La verdad es que, en muchos momentos, me las hacen pasar muy mal.
No son niños "normales". Tampoco son disminuidos psíquicos. Incluso, algunos son demasiado inteligentes, más de lo que debieran porque, esa inteligencia, creo yo, les hace sufrir.
A los 14 años algunos no saben ni leer ni escribir. Han "decidido" que los aprendizajes no merecen la pena. Tienen unas dos o tres horas de clase. Otros, como Alex, el que ha acabado con mi voz y mi paciencia esta noche, consiguen ir al colegio. Creo que Alex tiene una inteligencia superior a la media. Sabe muchas cosas.

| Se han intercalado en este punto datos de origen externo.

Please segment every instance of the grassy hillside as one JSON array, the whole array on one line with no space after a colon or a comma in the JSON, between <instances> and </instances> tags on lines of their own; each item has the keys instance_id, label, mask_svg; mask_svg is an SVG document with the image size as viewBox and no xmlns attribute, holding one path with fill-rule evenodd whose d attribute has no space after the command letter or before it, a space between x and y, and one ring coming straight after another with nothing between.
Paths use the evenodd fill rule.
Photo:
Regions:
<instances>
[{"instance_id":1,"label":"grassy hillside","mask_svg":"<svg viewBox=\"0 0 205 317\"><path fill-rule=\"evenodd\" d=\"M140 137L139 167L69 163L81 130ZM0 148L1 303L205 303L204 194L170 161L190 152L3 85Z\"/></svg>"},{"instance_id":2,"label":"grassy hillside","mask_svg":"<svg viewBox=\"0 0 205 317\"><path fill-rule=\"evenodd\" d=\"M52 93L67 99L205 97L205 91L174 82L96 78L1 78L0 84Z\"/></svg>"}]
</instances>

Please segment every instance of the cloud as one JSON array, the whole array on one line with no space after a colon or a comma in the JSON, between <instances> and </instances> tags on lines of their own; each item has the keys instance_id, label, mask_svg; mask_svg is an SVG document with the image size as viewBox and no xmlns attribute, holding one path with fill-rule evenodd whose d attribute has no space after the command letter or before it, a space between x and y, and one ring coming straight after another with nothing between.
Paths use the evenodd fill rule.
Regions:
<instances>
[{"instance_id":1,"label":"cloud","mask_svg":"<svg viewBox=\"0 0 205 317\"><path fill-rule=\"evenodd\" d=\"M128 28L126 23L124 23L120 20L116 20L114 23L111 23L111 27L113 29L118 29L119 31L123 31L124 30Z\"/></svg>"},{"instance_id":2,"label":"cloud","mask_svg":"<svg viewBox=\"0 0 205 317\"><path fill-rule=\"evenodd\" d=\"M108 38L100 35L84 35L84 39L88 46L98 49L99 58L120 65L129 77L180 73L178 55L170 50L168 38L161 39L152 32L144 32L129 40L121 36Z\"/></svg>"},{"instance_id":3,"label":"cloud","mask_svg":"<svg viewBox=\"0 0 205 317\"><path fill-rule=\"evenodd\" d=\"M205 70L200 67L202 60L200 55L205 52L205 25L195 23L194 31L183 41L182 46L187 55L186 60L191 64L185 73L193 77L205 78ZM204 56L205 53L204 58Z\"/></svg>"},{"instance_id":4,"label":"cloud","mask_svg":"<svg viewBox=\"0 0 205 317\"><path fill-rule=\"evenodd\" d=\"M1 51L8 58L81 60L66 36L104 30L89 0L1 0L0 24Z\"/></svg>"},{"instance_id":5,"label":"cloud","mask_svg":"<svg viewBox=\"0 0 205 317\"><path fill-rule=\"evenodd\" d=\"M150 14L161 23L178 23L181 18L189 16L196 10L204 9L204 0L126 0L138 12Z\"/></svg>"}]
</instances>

Pero no sabe, no puede saber lo fundamental...


Intentar cenar con ellos (el lunes tenemos 6 para dos adultos) es ya toda una proeza. Raro es el día en que no tengo que "sacar" a alguno de la mesa y llevarlo a su habitación porque es imposible mantenerlo con los otros. Los otros...

Su violencia, el "exceso" de agitación, algo que no controlan... su "locura" les desborda.
Y vienen los gritos y el enfrentamiento con el adulto que "osa" interponerse entre su "omnipotencia" y la realidad. Otras veces es entre ellos. La "autoregulación" de diferentes insoportables.

Muchas veces soy invisible para ellos, cuando me insultan sé que no es a mí... pero al mismo tiempo tengo que hacer algo.

Sin querer substituir a los padres (impotentes ante los trastornos que presentan sus hijos) tengo que ponerle "límite" a esa agitación, esa omnipotencia, esa violencia.

¿Los quiero?

Soy un profesional, intento protejerme con un poco de distancia. De hecho, ésta es fundamental si quieres trabajar con ellos.
Paso de la indiferencia fingida a la cólera del que se siente insultado, violentado.

Soy un hombre, a secas.

Mi trabajo consiste en enseñarles a tomar consciencia del "otro", de los otros, de la sociedad.
Es como luchar por un imposible porque ellos son como un vaso que se desborda, por todas partes. No tienen límites.
Hay momentos en los que solicitan al "padre" cariñoso que puedo llegar a ser, otras veces buscan al protector, otras necesitan que sea autoritario para protegerles... de ellos mismos, de su locura.

Siempre intento acoger, aceptar ... la locura.

La locura de los inocentes porque ellos no tienen la culpa de ser lo que son, de tener los padres que tienen, de estar en el límite entre normalidad y marginalidad.

Creo que es lo que me gusta en este trabajo: nunca sabes lo que van a buscar en tí y desgraciado de tí si te dignas a buscar algo en ellos.
Eres un instrumento en sus vidas, una "cosa" con la que jugar, a la que oponerse, con la que reir también.
Y yo acepto. Mi trabajo es ser instrumento para ayudar, en la medida de lo posible, a que un día sean hombres en una sociedad que no soporta la diferencia.

Me imagino que dentro de unos años habrán desarrollado esa capacidad de adaptación, esa mentira salvadora, que les hará poder vivir en nuestra sociedad engañándonos a todos. Porque seguirán locos, sí, locos. Pero, espero, de todo corazón por ellos, que sepan engañarnos a los que nos creemos "normales".

¿Los quiero?
No hay respuesta. Soy un profesional. No hay respuesta.